Tuesday, February 06, 2007

When the internet doesn't work

For Heidegger, technology becomes transparent to our consciousness when it works as it should. "The tool or equipment -- in use -- becomes the means, not the object, of the experience" (Ihde, 32). Of course, we start to notice technology when it doesn't work right. This may seem obvious, but let us take the internet as an example.

When the internet doesn't work right, Sen. Ted Stevens (R-Alaska) gets upset, and it is not good to upset senators. He explains the problem "I, just the other day got, an internet was sent by my staff at 10 o'clock in the morning on Friday and I just got it yesterday."

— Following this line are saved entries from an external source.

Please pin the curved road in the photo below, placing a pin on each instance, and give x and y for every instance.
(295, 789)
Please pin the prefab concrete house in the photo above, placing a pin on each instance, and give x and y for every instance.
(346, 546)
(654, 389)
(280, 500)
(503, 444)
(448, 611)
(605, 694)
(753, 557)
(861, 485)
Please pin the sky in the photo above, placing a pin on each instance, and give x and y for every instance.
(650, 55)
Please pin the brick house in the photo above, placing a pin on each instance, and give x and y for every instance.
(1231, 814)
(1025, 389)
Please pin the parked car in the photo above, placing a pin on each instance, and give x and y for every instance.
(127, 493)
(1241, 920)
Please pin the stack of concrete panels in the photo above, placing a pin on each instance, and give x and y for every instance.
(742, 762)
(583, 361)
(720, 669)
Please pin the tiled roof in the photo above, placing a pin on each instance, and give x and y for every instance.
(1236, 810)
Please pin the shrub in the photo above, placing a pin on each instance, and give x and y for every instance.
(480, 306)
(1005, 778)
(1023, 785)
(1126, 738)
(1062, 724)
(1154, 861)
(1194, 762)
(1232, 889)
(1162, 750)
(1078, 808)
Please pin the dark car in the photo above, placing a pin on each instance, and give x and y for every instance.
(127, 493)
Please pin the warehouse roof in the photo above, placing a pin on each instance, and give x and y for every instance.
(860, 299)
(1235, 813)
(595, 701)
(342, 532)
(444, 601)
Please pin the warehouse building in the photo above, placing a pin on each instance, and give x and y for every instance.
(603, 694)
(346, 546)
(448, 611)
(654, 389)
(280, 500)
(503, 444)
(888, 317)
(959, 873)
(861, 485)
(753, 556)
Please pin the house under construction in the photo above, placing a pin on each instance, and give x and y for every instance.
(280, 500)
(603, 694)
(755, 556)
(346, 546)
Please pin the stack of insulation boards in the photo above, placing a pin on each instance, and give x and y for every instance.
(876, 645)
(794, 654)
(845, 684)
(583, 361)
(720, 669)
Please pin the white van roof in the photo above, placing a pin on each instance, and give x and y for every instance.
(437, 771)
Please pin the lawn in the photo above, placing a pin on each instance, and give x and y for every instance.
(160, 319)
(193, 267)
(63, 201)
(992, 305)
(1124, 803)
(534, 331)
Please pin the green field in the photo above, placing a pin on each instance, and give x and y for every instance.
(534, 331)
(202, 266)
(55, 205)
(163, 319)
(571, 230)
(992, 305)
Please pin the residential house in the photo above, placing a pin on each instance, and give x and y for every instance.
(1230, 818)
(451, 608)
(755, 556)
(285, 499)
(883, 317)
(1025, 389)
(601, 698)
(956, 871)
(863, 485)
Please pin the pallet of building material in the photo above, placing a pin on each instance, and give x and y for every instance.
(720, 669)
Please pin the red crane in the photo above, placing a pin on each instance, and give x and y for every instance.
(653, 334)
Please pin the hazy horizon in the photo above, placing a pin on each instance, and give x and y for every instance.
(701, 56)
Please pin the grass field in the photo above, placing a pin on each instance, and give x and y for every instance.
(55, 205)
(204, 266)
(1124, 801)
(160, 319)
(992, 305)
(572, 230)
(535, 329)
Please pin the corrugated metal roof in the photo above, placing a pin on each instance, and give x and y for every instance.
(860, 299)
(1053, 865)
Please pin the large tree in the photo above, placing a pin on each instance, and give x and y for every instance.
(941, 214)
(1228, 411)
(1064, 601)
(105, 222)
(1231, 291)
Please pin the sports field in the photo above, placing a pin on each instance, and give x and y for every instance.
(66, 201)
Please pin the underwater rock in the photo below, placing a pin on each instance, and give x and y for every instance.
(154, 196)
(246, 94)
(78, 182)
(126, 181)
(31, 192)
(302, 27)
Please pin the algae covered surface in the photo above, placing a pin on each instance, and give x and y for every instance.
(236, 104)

Later in his speech (which took place in a regulatory meeting about an ISP throttling VOIP packets), he gives his now famous description of how the internet works:


They want to deliver vast amounts of information over the internet. And again, the internet is not something you just dump something on. It's not a truck.

It's a series of tubes.

And if you don't understand those tubes can be filled and if they are filled, when you put your message in, it gets in line and its going to be delayed by anyone that puts into that tube enormous amounts of material, enormous amounts of material.


So, remember, when the internet is going slow, it's because its tubes are being filled by people who download ten movies.

Thanks, Sen. Stevens, now I know how the internet works.